# MAR_Missing At Random

### Missingness depends on other observed variables, NOT on the missing value itself.
### It’s less restrictive than MCAR (Missing Completely At Random) but more manageable than MNAR (Missing Not At Random).

### Understand with examples:
##### Suppose income data is missing more often for younger people,students, certain job roles . i.e: The missingness depends on age/job (observed), not on the true income (unobserved). , (Younger respondents less likely to report income)
##### MCAR: Missingness happens randomly during collection, transfer, or analysis — independent of the data itself.
##### MAR: Missingness happens systematically, because the source’s response depends on other observed variables (not on the missing value itself).
#### - In this type of missingness, the likelihood of a value being missing is influenced by other observed variables. Since the missing values are related to existing data, simple imputation methods (like mean, median,random sampling and mode) are not ideal, as they ignore these **dependencies** and can distort the existing **relationships** in the dataset.
#### - So,always consider the other related variable to predict missing value
##### For above Income we can model missingness using Age as a predictor in imputation.





## Imputations for MAR

### 1. Group-based imputation (Simple MAR baseline)
##### Ex: df['Income'] = df.groupby('Age')['Income'] \.transform(lambda x: x.fillna(x.median()))
##### Instead of imputing missing income with the overall median, you impute median within each age group, 
##### - Cons : Loss of variability,Bias if group is small, Ignores other predictors, Not suitable for predictive modeling
#####  Manual feature selection
##### Applicable : Small data, clear groups, Clear categorical driver of missingness

### 2. Regression Imputation
from sklearn.linear_model import LinearRegression
train = df[df['Income'].notna()]
test  = df[df['Income'].isna()]

X_train = train[['Age', 'Experience']]

y_train = train['Income']

model = LinearRegression()

model.fit(X_train, y_train)

df.loc[df['Income'].isna(), 'Income'] = model.predict(  test[['Age', 'Experience']])

#### - Pros : 
Unlike mean/median imputation, this method preserves relationships between variables.
keeps variability
More realistic if predictors explain Income well.
Used for Complex Datasets
#### - Cons : 
Assumes a linear relationship between predictors and Income.
If the model is poorly fitted, imputations may be inaccurate.
Sensitive to outliers in training data.
##### Group‑median imputation is simple but flattens values within groups. Regression imputation is richer, uses multiple predictors, and preserves variability — but depends on model quality.

### 3. KNN Imputation
#### Fill missing value using similar rows.
from sklearn.impute import KNNImputer

imputer = KNNImputer(n_neighbors=5)

df_knn = pd.DataFrame(
    imputer.fit_transform(df[numerical_features]),
    columns=numerical_features,
    index=df.index)
##### Creates a K‑Nearest Neighbors imputer.
##### For each missing value, it looks at the 5 nearest rows (neighbors) based on other numerical features.
##### The missing value is replaced with the average of those neighbors’ values.
##### Returns a NumPy array with missing values filled in. Thats why we again convert them in to Data Frame, ensuring column names and index aligns with original dataset
#### - Pros :
Preserves relationships
Different missing values can be imputed differently depending on their neighbors.
Unlike mean/median imputation, it maintains variability and local patterns.
#### - Cons:
For large datasets, finding neighbors can be slow.                              
If *n_neighbors* Too small → noisy imputations; too large → values converge toward global mean.

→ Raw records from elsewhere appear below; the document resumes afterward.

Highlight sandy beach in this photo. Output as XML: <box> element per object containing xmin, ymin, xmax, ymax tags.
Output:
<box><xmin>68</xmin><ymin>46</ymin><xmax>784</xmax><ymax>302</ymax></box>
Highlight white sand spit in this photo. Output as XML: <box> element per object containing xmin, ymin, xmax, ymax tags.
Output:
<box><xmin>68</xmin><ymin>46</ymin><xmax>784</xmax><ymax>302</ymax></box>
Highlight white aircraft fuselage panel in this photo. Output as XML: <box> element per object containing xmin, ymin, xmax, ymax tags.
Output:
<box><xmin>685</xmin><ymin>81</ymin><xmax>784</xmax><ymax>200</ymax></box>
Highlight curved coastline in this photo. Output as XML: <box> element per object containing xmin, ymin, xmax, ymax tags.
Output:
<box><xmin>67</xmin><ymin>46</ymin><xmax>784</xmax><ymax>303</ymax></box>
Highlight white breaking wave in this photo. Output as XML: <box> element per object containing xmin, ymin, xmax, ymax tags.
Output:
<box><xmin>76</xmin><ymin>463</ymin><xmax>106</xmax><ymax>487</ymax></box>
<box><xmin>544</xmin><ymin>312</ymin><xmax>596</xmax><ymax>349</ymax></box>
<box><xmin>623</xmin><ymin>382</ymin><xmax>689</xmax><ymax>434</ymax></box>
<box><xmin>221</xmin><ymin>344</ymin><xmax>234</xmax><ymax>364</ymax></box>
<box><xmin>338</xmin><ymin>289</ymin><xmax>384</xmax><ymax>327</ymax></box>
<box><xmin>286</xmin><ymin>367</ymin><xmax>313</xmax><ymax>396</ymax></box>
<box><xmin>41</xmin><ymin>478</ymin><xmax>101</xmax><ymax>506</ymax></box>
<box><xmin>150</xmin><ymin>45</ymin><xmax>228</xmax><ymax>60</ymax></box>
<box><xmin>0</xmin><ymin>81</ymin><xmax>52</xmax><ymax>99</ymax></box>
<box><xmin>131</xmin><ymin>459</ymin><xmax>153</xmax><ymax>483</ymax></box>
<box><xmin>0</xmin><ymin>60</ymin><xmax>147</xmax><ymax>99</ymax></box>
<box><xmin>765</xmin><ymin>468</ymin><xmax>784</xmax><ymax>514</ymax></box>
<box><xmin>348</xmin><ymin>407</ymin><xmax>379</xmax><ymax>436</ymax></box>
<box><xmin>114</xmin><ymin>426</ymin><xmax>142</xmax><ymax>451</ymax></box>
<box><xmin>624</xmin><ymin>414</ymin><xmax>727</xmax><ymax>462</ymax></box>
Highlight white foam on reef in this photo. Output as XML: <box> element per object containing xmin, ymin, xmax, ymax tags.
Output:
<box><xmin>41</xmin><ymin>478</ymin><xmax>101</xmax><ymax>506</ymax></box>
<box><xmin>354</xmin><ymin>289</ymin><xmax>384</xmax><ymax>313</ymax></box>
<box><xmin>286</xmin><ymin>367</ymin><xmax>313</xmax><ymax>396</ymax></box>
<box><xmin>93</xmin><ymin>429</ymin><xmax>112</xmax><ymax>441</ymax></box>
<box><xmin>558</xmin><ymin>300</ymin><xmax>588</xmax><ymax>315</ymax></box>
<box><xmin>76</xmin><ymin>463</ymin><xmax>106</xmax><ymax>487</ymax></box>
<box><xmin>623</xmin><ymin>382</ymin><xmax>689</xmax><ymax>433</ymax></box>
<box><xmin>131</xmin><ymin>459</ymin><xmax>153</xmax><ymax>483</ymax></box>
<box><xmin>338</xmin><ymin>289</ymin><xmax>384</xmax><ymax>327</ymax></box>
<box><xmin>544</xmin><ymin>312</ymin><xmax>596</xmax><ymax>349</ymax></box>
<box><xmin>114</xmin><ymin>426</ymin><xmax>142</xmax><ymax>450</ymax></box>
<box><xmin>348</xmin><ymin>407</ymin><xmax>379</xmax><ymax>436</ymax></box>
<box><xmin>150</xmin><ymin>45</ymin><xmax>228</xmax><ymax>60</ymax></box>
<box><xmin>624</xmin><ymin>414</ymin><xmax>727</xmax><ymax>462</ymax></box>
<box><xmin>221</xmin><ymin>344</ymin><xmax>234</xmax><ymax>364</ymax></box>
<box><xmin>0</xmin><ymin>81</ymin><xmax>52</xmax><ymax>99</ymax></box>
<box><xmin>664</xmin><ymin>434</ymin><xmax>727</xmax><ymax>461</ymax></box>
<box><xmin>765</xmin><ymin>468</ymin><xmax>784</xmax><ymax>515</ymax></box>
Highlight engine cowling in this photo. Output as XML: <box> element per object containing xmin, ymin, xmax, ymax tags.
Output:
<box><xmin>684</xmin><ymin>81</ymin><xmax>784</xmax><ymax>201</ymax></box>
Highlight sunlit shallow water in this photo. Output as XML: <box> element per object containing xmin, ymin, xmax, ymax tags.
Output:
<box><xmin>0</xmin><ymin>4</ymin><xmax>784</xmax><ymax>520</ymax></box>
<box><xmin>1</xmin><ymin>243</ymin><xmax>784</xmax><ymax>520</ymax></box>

Only works with numerical features

### 4. Iterative Imputer - Multiple Imputation by Chained Equations (MICE)
#### Predict each missing feature using others
#### Iterate until convergence

from sklearn.experimental import enable_iterative_imputer

from sklearn.impute import IterativeImputer

imputer = IterativeImputer( estimator=LinearRegression(),
    max_iter=10,
    random_state=42)

df_mice = pd.DataFrame(
    imputer.fit_transform(df[numerical_features]),
    columns=numerical_features,
    index=df.index)
##### cycles through all features with missing values up to 10 times, refining imputations each round.
##### Setting random_state=42 fixes the random number generator’s seed, ensuring that the imputation process is reproducible.Without it, each run could produce slightly different imputed values, even on the same dataset.

#### - Pros:
- Multivariate approach: Unlike mean/median or group imputation, it uses all other features to predict missing values.
- Iterative refinement: Each round improves imputations by re‑using updated values.
- *Flexibility*: You can swap out LinearRegression() for other estimators (e.g., DecisionTreeRegressor, BayesianRidge).
- A well‑established statistical method.
#### - Cons:
- Iterative cycles can be slow for large datasets.
- Linear regression may not capture nonlinear relationships.
- Sensitive to collinearity/outliers: Regression can be distorted if predictors are highly correlated or extreme.
##### A more sophisticated alternative to mean/median or KNN imputation.

### 5. Multiple Imputation (Advanced, Statistical)

##### Idea:

##### Create multiple imputed datasets

##### Combine estimates

#### More common in biostatistics, less in ML pipelines because of complexity and computational cost.


| Scenario                    | Best choice       |
| --------------------------- | ----------------- |
| Small data, clear groups    | Group median      |
| Linear relationships        | Regression        |
| Non-linear, local structure | KNN               |
| Complex dependencies        | Iterative Imputer |